The Life-Changing Magic of Tidying Up
Marie Kondo
Contributed by Sharen Felty

8 Lessons Our Editor Learned from the Decluttering Bible by Cate La Farge Summers. Available at  

The author herein draws immense inspiration from the book “The Life-Changing Magic of Tidying Up: The Japanese Art of Decluttering and Organizing”, which is widely acclaimed in the field of home economics. As such, the above article extensively reviews and lists eight important lessons that can be drawn from Kondo’s widely acclaimed book.

The first lesson that Summers draws from is that when tidying, it is crucial to tackle categories and not rooms. In this regard, a person should first identify a particular item and declutter their space once and for all, — instead of tidying by location, which is exhaustive and inefficient. Also, Summers takes note of the recommended order of tidying by Kondo, starting with clothes — since it is usually the least emotionally-loaded item.

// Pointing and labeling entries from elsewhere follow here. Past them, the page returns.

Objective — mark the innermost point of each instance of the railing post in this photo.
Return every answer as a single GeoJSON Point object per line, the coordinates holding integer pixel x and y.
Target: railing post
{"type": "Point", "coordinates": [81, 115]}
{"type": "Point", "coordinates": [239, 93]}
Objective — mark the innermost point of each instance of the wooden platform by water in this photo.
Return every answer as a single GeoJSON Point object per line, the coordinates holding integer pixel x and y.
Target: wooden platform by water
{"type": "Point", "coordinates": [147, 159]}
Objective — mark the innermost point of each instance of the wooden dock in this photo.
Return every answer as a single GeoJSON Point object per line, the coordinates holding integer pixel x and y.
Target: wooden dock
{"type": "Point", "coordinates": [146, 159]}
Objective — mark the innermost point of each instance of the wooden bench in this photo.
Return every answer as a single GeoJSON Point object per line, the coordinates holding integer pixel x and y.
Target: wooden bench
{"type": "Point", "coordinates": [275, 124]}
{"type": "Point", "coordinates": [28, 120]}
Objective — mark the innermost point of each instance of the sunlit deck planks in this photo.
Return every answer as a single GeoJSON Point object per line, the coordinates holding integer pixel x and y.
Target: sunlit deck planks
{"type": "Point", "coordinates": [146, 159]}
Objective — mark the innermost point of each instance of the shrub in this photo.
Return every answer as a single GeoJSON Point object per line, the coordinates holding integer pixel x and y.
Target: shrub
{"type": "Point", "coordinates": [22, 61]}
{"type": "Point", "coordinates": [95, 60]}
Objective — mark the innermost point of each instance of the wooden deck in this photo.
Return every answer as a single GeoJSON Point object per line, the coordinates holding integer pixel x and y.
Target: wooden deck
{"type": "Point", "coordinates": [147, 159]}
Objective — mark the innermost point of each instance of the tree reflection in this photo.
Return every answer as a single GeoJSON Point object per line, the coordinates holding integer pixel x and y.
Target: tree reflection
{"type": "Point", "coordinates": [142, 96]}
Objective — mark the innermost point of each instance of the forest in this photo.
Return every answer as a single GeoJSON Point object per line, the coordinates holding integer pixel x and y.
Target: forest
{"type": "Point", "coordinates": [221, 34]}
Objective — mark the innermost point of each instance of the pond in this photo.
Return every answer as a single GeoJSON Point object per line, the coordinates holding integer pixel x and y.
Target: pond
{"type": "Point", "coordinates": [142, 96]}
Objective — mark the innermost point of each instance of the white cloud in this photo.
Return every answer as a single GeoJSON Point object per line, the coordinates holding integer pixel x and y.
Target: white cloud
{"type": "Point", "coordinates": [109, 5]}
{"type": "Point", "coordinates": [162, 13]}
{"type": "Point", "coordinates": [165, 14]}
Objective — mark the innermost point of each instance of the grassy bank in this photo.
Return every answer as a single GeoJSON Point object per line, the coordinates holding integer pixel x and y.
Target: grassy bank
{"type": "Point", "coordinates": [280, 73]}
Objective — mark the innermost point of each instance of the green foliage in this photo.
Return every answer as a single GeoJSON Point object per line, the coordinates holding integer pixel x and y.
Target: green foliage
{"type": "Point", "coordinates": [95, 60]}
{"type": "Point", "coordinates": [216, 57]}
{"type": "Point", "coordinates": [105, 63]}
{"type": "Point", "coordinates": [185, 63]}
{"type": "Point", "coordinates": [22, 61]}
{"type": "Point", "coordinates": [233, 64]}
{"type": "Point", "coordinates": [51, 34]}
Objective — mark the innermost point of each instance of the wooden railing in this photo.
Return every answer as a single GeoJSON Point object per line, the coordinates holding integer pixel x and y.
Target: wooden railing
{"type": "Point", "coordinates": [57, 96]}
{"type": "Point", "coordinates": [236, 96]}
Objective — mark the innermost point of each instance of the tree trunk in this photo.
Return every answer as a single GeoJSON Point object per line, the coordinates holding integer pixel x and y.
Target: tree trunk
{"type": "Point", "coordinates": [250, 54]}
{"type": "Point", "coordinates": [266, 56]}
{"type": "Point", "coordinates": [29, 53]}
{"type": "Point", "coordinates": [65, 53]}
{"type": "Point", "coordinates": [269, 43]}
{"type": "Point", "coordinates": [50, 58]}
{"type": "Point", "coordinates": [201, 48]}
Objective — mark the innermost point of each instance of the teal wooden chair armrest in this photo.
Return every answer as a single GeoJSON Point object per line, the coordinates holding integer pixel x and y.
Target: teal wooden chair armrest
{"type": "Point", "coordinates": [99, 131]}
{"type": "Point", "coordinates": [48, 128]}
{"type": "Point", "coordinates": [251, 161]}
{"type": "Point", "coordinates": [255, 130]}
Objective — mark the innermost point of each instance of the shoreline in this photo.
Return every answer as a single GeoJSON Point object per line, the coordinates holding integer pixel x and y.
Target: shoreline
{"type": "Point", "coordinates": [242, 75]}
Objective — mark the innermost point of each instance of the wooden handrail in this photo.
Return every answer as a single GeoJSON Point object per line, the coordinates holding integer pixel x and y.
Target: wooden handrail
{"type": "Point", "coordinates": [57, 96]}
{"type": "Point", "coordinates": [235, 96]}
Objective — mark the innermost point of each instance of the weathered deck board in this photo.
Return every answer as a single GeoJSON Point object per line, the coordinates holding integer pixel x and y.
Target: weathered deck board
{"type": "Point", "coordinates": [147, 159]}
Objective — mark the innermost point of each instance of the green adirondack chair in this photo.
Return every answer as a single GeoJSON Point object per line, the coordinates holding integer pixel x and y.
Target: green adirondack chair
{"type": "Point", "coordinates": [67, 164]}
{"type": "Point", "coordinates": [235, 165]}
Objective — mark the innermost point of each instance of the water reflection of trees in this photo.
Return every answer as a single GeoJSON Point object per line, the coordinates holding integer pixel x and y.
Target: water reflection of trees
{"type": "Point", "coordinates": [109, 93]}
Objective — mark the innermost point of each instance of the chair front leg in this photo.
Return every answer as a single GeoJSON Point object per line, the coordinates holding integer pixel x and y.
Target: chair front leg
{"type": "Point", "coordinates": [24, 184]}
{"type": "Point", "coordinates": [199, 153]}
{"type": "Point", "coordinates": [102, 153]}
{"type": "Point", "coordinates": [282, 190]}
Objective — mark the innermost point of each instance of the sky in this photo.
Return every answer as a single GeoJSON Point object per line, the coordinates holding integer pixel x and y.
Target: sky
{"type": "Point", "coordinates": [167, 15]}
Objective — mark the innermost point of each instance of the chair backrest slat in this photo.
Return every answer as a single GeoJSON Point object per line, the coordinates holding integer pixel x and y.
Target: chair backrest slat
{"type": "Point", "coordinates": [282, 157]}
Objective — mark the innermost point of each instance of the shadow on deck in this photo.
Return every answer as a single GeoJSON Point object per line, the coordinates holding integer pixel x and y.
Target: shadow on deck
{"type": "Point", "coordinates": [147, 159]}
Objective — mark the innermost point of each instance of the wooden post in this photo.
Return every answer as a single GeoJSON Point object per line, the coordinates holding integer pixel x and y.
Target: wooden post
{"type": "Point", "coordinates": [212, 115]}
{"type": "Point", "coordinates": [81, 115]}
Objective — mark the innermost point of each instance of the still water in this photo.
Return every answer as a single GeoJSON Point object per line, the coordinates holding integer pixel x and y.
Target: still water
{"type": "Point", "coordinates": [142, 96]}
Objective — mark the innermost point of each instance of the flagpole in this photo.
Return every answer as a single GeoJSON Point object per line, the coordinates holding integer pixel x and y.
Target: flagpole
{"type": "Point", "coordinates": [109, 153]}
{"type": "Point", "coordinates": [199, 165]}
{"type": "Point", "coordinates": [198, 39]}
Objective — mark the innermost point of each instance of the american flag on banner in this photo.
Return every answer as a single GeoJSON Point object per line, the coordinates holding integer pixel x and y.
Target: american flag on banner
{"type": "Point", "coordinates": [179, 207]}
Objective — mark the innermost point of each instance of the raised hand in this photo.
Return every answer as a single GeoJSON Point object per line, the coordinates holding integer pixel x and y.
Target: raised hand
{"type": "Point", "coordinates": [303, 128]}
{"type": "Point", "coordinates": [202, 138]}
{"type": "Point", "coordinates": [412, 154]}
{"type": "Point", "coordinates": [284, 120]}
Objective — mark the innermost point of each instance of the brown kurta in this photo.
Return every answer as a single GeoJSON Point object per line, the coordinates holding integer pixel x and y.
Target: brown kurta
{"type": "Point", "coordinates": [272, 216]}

The second describes how a person should respect their belongings. Summers stresses Kondo’s point, of a person taking into consideration the feelings of their items when they are cramped in a closet without much attention being given to them. Specifically, Summers relates to Kondo’s view that socks should not be balled up or tied together, but rather be handled with respect and properly folded.

For the third, Summers notes how nostalgia does not promote the tidying of spaces. Kondo warns that one should not show their family the bags to be discarded, since they will want to stop you from getting rid of so much. In Summers’ case, her young son, Henry, tried to capture an old hat that she had already decided to discard.

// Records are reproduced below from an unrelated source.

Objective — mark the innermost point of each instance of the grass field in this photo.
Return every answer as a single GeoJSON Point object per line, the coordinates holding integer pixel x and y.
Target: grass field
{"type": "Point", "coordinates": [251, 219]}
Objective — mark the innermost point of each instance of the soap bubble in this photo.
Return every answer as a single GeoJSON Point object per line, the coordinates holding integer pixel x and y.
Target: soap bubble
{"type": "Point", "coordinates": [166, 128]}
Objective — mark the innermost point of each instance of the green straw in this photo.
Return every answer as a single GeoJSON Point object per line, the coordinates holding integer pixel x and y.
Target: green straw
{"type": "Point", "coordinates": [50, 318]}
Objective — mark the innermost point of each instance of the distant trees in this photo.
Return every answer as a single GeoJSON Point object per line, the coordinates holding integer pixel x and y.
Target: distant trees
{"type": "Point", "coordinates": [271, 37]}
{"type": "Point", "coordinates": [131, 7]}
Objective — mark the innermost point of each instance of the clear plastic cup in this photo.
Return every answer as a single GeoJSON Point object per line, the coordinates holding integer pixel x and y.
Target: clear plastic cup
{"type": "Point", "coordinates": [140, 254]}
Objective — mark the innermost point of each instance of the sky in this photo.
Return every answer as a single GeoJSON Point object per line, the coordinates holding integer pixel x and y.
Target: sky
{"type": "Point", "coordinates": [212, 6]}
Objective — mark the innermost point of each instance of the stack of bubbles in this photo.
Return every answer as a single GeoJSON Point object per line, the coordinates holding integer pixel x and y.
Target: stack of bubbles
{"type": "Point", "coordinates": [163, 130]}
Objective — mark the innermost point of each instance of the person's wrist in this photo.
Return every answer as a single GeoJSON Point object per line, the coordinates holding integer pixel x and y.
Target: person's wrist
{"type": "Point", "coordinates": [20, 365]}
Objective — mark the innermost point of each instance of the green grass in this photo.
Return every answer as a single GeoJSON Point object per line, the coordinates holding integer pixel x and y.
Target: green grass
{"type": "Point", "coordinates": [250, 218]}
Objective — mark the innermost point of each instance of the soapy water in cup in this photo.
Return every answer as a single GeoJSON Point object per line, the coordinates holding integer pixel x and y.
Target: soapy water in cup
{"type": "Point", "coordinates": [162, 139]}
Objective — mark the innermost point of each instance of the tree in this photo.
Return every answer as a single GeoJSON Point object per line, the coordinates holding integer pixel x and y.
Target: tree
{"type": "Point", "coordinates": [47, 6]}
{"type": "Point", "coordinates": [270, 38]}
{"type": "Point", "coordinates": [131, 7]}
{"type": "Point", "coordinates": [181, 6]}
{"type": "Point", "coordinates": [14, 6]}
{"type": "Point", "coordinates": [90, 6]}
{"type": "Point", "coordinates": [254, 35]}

The fourth lesson that Summers experienced is the beauty and joy of purging the unnecessary and unwanted items. Instead of panicking for discarding twelve bags of clothes, Summers was happy for freeing up her space and getting rid of items that no longer sparked joy in her.

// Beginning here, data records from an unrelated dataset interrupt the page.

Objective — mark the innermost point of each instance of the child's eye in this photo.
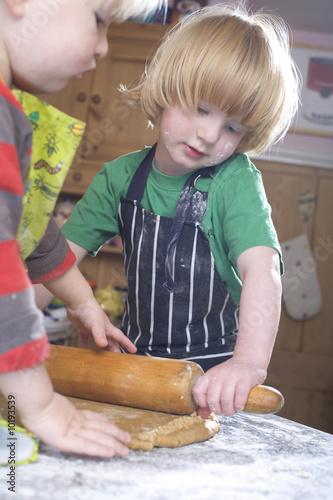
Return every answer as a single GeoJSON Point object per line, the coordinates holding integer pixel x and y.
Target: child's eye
{"type": "Point", "coordinates": [99, 20]}
{"type": "Point", "coordinates": [202, 110]}
{"type": "Point", "coordinates": [231, 129]}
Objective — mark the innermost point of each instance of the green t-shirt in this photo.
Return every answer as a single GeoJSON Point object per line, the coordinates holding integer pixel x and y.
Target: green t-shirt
{"type": "Point", "coordinates": [237, 216]}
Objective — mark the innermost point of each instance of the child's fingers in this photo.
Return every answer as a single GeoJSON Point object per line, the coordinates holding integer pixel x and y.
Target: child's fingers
{"type": "Point", "coordinates": [97, 435]}
{"type": "Point", "coordinates": [121, 338]}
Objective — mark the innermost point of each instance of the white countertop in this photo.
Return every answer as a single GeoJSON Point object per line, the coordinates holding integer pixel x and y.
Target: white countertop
{"type": "Point", "coordinates": [253, 457]}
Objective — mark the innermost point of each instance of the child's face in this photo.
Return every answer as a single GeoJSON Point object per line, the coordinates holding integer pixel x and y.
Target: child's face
{"type": "Point", "coordinates": [191, 140]}
{"type": "Point", "coordinates": [53, 45]}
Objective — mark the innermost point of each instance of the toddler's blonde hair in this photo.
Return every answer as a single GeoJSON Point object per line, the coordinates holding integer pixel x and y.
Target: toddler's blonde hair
{"type": "Point", "coordinates": [137, 8]}
{"type": "Point", "coordinates": [231, 58]}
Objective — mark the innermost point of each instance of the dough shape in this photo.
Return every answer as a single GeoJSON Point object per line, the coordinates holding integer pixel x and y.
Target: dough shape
{"type": "Point", "coordinates": [151, 428]}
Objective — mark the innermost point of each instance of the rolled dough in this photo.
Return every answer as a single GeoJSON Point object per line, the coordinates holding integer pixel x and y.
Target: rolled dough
{"type": "Point", "coordinates": [151, 428]}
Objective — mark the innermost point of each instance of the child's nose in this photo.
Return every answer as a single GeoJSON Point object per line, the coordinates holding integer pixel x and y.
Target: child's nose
{"type": "Point", "coordinates": [102, 46]}
{"type": "Point", "coordinates": [209, 132]}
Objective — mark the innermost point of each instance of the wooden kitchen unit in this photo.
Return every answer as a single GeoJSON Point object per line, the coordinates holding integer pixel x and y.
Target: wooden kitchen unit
{"type": "Point", "coordinates": [302, 363]}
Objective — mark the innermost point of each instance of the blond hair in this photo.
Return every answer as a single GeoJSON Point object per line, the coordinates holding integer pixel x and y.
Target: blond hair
{"type": "Point", "coordinates": [137, 8]}
{"type": "Point", "coordinates": [229, 57]}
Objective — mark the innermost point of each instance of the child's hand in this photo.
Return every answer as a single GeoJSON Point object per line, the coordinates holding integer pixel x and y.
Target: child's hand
{"type": "Point", "coordinates": [89, 318]}
{"type": "Point", "coordinates": [224, 389]}
{"type": "Point", "coordinates": [64, 427]}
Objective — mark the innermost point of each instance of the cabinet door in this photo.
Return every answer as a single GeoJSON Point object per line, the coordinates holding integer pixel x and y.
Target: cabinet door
{"type": "Point", "coordinates": [74, 99]}
{"type": "Point", "coordinates": [114, 126]}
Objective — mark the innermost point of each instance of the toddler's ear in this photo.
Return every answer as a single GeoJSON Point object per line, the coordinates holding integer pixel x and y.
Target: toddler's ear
{"type": "Point", "coordinates": [16, 7]}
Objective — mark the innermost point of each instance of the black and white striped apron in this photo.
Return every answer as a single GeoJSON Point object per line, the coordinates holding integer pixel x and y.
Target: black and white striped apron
{"type": "Point", "coordinates": [177, 304]}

For number five, Summers learned that it was important to fold clothes rather than hang them. She decided to follow Kondo’s advice by folding her clothes in a presentable manner —which naturally leads to the sixth lesson: Kondo’s vertical fold. This made everything easier to spot, hard to mess up, and presentable and easy on the eyes.

When everything is properly decluttered and reorganized, the seventh lesson sets in: how a person should fall in love with their closet, and a mere look at it should inspire them into conquering the day. Last, but not least, the eighth lesson is for the individual to rediscover their style, as tidying up should help them rediscover their fashion sense and style.